Come Together: Surviving Sandy

Mark Greenwold

The Banker’s Daughter

by Elizabeth Sultzer

The Banker’s Daughter (2009-2010) is a relatively small oil painting (20 x 38”), with five disparate figures and one cat, all curiously placed together in a rustic kitchen. There is little character interaction except from the representation of the artist’s friend Chuck Close, whose exuberant smile of rotted teeth is directed out towards the viewer in a display of infantile madness. The character on the opposite end has the same smile, but with eyes so squinted it becomes uncomfortable to return his gaze. The eponymous daughter sits straight up to the left, sliding off a stool while plate-sized blue eyes stare off into nothing, her overlarge hands awkwardly playing with themselves.


Mark Greenwold, "The Banker's Daughter," 2009-10.

Mark Greenwold, “The Banker’s Daughter,” 2009-10. Oil on linen, 20 x 38″. Courtesy of the artist and Sperone Westwater.

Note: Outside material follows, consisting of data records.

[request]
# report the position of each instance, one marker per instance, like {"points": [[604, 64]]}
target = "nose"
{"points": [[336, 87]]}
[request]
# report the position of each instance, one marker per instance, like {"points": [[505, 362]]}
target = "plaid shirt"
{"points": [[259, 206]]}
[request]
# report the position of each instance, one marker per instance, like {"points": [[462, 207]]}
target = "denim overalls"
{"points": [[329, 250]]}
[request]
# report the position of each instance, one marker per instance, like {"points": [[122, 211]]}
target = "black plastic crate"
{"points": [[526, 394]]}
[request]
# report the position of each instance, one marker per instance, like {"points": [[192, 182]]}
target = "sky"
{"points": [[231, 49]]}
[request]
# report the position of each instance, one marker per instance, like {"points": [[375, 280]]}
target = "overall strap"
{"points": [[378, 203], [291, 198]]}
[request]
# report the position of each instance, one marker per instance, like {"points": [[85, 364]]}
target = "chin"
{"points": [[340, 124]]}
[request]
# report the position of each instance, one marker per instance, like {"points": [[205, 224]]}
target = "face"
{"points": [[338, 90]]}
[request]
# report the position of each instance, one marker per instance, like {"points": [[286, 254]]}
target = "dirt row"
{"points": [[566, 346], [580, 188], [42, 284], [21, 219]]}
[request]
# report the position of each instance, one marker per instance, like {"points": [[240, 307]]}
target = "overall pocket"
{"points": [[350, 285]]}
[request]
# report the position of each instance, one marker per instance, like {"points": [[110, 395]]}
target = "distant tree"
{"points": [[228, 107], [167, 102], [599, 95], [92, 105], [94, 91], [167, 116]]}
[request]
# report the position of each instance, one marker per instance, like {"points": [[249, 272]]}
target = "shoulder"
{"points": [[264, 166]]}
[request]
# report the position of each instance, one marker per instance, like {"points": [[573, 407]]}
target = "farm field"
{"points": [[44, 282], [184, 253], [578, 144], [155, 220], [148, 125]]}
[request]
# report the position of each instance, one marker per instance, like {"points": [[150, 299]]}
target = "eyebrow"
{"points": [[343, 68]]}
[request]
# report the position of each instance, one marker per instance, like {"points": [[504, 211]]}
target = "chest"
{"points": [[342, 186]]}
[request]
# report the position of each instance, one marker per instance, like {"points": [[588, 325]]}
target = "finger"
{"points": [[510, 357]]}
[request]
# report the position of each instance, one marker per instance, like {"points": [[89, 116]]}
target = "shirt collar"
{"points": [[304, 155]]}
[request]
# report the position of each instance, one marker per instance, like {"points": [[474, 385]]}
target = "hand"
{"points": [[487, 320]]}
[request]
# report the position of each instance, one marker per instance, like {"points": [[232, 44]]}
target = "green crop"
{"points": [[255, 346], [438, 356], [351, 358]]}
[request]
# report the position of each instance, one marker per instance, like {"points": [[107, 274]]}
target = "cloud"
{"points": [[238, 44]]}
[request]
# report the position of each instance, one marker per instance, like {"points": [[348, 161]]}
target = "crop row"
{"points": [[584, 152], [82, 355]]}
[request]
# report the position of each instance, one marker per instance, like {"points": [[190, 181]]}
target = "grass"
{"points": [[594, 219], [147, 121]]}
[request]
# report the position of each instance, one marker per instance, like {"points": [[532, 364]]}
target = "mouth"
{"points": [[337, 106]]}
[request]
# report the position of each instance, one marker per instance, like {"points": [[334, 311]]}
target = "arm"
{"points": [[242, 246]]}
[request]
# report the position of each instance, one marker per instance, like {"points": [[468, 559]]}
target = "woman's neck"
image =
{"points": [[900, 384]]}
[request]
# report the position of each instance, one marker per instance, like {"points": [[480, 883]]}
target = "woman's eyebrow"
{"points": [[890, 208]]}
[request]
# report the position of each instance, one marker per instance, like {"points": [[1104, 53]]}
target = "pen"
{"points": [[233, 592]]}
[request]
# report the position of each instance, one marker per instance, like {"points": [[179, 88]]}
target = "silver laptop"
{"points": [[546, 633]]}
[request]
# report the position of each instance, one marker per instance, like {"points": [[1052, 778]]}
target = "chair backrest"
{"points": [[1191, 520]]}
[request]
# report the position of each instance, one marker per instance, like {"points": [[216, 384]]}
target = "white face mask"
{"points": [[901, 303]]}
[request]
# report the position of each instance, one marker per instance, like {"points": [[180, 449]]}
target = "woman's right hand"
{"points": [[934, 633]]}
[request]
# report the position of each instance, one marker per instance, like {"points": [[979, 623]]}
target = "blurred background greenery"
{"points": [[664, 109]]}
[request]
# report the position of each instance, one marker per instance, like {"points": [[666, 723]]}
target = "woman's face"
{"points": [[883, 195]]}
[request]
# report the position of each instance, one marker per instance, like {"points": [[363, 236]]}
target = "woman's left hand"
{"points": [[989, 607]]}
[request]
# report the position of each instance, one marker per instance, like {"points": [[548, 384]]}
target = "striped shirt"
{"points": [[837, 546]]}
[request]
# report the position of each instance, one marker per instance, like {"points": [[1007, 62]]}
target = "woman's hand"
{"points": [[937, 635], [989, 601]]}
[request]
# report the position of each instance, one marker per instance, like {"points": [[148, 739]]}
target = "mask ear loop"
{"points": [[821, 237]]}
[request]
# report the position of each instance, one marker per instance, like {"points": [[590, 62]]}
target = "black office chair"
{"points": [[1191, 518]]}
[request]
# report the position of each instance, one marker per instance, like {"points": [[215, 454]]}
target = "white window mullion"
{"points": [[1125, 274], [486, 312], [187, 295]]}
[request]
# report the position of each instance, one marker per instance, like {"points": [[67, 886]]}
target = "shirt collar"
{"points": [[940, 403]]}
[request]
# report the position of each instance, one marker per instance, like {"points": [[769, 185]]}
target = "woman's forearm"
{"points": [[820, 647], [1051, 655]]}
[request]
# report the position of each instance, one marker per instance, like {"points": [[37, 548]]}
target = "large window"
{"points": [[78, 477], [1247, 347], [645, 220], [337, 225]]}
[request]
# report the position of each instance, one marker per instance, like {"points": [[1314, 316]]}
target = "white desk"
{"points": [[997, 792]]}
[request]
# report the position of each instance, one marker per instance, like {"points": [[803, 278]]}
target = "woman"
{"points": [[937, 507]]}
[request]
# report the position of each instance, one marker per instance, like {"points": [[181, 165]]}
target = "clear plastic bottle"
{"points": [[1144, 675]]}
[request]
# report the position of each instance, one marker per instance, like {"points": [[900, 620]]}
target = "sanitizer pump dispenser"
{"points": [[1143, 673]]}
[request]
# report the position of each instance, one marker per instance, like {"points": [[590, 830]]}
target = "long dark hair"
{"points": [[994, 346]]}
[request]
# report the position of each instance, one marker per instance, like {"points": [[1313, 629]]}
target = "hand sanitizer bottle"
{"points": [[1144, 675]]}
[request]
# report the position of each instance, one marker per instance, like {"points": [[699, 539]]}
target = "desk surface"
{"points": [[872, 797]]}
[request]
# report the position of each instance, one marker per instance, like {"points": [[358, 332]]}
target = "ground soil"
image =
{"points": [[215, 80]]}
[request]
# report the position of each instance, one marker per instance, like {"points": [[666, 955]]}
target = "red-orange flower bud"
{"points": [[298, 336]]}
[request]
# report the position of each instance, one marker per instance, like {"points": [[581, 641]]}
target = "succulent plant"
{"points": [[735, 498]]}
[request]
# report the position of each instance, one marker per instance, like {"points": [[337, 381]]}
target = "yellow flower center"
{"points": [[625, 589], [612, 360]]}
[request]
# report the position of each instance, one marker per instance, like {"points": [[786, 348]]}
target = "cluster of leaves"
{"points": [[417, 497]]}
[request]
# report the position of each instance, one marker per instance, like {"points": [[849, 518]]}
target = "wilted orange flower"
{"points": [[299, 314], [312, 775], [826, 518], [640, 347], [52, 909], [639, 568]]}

Like a psychoanalytical crossword puzzle, this painting is exquisitely rendered and left open to association, the pools of colorful abstraction dipping in and out of recognition. It is a who’s who of art world insider references, though that’s not necessarily the point. Rather, it is a deliberate, masterful, and off-off-center painting that presents us with an effortlessly surreal tableau. In the way dreams are, it is absolutely natural until you wake up. Who are these people? Why are they here and why aren’t they talking? Specifically, why aren’t they addressing the greyhound with a human head, screaming in the corner?